Fish Oil vs. Flaxseed Oil?
- 08-08-2008, 04:31 PM
- 08-08-2008, 07:30 PM
I say both.. Thats what all the forums say that I read.. I just eat the Flaxseeds.. I just through it in the blender when I make my protein shake or put some on my PB&J sandwich..
- 08-08-2008, 07:33 PM
Thanks... but if you had to choose just one... I'm curious.
08-08-2008, 07:54 PM
I think I read somewhere that flaxseed is the best because it has one element that fish oil doesn't.. Personal I take a pill for fish oil + I eat fish when I can (Nice tuna sandwich on hard workout days) and I have a tablespoon and 1/2 of flaxseeds a day now
08-08-2008, 10:08 PM
08-08-2008, 10:49 PM
08-08-2008, 11:01 PM
08-09-2008, 03:05 AM
I use both, but if I had to choose I would stick with fish oil.
Dont ask me why, I dont know
08-09-2008, 06:56 AM
I go with Fish oilFlax seeds are rich in lignans (fibre) and phytoestrogens. Phytoestrogens are plant substances with estrogen-like properties. In the body, they can prevent negative effects of estrogens made by our bodies. They do this either by blocking estrogen actions or by replacing estrogen at estrogen receptor sites without stimulating the receptor. Lignans in flax seed bind testosterone in the same manner as for estrogen. Researchers at Duke University found that supplementation with milled flax resulted in significant decreases in both total and free testosterone in prostate cancer patients.
08-09-2008, 07:24 AM
In my quest of learning about the sport of Bodybuilding, and supplementation, I was turned onto EFAs after the release of a un-named company’s product that claimed to have all the EFAs a Bodybuilder needs. Now I do not like to put something in my body until I am 100% sure what this product, or what the ingredients would do for me, so I researched.

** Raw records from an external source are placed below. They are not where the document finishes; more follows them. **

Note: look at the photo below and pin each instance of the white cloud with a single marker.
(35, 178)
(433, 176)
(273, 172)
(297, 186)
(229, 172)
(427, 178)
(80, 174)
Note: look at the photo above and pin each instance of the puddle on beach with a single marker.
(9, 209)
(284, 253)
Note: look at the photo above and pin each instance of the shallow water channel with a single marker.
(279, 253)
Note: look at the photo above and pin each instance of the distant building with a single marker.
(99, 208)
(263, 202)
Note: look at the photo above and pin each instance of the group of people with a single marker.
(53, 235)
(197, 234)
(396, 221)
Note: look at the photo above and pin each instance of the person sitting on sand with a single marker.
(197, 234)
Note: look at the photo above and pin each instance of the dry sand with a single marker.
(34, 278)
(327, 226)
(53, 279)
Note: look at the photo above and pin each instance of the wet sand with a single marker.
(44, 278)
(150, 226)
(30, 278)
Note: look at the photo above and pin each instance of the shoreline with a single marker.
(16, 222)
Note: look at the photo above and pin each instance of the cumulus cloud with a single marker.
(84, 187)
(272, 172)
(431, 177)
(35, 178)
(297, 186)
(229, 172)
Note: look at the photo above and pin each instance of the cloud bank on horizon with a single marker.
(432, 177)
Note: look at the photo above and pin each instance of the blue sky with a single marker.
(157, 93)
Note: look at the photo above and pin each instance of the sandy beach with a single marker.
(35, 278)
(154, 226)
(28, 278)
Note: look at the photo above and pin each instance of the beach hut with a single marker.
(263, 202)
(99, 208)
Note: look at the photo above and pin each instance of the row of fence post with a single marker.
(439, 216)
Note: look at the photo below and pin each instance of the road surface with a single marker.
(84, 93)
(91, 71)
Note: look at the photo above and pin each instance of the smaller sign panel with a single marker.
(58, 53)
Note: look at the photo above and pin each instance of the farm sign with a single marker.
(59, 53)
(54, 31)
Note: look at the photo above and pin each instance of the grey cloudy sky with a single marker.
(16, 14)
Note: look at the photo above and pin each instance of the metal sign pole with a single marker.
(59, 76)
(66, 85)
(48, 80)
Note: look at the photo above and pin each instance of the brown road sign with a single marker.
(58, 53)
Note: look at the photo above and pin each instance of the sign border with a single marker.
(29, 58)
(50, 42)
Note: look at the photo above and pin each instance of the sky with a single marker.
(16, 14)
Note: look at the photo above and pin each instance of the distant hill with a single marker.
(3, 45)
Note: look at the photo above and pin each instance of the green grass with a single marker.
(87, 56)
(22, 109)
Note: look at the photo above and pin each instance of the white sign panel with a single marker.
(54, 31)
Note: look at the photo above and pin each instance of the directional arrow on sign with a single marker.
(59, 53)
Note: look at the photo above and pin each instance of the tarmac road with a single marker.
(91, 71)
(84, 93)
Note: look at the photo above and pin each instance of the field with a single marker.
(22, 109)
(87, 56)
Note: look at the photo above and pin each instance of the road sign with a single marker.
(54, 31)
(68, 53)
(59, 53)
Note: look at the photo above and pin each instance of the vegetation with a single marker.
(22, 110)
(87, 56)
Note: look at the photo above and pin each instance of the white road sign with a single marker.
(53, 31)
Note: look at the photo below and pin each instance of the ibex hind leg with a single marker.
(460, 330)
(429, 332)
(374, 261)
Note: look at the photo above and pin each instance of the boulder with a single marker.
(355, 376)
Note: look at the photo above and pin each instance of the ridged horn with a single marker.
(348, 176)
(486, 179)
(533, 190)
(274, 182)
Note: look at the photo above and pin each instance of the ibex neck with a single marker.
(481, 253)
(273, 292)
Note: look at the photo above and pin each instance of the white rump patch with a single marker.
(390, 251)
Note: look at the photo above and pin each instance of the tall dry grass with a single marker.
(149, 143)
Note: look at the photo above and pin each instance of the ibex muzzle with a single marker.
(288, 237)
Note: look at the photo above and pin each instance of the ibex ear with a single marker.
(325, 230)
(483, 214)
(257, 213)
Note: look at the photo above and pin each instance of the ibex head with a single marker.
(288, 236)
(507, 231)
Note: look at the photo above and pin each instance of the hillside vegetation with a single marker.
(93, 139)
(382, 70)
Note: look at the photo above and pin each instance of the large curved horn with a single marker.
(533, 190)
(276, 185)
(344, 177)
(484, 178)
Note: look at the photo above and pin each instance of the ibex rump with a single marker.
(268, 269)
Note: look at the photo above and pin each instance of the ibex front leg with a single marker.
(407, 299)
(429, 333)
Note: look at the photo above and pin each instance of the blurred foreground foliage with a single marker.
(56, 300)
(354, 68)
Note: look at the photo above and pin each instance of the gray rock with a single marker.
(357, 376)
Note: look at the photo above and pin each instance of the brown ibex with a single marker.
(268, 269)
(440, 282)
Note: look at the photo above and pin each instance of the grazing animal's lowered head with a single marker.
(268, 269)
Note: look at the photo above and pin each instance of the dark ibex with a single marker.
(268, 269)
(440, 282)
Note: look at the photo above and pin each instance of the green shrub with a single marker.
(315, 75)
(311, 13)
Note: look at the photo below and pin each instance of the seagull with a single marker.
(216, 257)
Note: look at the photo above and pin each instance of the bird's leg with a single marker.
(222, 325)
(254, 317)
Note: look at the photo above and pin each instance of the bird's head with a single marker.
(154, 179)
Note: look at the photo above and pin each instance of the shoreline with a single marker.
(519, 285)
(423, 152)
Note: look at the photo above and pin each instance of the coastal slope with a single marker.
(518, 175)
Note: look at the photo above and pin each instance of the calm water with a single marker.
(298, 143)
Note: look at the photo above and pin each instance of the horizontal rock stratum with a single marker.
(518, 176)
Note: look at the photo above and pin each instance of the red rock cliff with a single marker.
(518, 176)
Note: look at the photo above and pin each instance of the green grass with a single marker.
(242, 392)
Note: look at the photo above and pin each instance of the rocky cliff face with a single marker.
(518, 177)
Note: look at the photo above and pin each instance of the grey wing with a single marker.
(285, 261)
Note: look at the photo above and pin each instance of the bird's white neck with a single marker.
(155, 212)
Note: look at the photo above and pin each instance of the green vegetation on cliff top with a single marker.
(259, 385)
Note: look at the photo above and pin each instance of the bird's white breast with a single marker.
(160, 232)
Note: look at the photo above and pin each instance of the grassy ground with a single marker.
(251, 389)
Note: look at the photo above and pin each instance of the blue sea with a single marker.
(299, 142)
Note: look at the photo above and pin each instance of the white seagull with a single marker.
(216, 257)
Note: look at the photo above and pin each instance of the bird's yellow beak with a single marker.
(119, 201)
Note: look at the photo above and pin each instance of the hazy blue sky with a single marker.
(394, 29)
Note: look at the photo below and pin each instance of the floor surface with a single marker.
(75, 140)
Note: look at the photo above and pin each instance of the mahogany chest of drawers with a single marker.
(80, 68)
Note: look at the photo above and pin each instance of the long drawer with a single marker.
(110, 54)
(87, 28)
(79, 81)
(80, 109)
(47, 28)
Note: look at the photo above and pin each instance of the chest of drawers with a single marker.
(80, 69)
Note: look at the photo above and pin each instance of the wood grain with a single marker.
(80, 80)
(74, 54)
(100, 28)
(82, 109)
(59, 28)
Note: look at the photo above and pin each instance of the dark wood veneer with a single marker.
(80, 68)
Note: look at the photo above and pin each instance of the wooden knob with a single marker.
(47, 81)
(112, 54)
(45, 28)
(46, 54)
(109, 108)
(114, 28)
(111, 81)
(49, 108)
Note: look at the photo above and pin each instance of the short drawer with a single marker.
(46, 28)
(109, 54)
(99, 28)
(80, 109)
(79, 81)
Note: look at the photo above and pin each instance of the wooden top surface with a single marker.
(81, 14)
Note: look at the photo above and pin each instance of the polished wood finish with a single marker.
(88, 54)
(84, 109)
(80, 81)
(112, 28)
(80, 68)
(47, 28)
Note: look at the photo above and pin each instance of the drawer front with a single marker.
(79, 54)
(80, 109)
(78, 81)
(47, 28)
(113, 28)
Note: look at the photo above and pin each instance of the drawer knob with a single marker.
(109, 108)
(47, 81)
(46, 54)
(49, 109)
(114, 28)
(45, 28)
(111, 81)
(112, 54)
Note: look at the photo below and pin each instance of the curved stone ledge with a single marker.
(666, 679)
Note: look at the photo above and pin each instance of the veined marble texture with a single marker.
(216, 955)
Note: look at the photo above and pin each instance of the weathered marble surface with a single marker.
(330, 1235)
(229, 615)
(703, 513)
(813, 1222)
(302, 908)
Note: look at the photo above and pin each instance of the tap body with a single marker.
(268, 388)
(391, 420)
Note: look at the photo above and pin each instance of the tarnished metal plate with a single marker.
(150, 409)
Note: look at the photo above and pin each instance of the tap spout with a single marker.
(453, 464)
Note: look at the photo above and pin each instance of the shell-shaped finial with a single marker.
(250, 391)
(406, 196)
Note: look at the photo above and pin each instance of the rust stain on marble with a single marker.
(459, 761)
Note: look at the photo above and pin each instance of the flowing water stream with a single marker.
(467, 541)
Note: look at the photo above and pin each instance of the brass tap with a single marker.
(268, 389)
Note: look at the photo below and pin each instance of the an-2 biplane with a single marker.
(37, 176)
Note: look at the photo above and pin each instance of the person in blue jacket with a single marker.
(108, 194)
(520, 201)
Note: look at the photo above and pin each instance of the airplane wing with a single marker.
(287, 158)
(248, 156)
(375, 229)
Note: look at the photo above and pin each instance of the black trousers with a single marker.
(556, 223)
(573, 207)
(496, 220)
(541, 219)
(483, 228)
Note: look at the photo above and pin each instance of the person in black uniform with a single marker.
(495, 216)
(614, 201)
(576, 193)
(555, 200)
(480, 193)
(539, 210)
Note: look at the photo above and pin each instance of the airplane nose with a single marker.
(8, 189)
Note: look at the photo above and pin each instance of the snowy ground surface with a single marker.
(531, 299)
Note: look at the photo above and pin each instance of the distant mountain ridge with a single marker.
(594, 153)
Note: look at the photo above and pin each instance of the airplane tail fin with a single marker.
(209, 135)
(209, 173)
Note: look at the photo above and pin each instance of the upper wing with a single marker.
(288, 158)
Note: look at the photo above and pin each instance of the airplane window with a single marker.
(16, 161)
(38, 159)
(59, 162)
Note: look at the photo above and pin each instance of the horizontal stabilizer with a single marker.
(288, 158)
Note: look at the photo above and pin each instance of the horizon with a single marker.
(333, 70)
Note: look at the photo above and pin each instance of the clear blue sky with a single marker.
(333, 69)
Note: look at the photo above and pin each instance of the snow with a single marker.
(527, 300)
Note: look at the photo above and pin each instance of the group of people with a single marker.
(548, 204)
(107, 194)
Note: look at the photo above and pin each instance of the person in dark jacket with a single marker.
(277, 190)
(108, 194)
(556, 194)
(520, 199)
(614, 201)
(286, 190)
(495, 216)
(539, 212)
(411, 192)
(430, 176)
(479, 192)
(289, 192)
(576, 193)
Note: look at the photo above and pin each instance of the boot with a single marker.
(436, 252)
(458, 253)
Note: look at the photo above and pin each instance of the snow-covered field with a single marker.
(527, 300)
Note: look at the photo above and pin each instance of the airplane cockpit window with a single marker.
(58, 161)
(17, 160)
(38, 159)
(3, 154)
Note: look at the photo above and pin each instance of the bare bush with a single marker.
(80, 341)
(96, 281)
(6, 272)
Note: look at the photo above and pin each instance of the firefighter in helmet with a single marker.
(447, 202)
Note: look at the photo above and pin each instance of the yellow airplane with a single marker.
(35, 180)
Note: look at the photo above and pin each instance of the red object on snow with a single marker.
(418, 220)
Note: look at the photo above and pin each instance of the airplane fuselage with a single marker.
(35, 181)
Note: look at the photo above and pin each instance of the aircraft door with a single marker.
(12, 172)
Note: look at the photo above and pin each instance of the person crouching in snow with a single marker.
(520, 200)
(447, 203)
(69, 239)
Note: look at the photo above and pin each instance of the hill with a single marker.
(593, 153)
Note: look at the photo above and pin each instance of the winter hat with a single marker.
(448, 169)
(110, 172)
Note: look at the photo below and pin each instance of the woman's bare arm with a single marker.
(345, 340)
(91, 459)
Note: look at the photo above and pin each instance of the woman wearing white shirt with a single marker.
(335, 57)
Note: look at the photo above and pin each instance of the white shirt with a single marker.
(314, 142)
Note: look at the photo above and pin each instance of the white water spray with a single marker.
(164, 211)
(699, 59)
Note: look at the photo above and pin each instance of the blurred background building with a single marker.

Now just to compare the health benefits of each, this is what I have found through my use of Google:
The health benefits of fish oil include the following:
•Heart Disease: According to the American Heart Association (AHA), clinical trials have proved that omega 3 is effective in reducing the incidence of cardiovascular diseases (CVD). Fish oil, which is abundant in omega 3, therefore, reduces the risk of heart diseases and heart arrhythmias.
•Weight Loss: Fish oil also aids in weight loss process.
•Blood Circulation: It is believed that fish oil has the ability to improve blood circulation along with reducing triglyceride and serum cholesterol levels.
•Immunity: It is believed that regular consumption of fish oil aids in increasing your immunity thereby enabling you to resist incidence of common diseases such as cold, cough and flu.
•AIDS: Research conducted by the Nutritional Sciences Program in Lexington has increased the promise of fish oil as a treatment of AIDS.
•Inflammation: Fish oil has anti inflammatory properties; therefore, it is effective in reducing inflammation in blood and tissues.
•Arthritis: Fish oil is useful in treating arthritis, rheumatism, Raynaud’s symptoms and similar conditions.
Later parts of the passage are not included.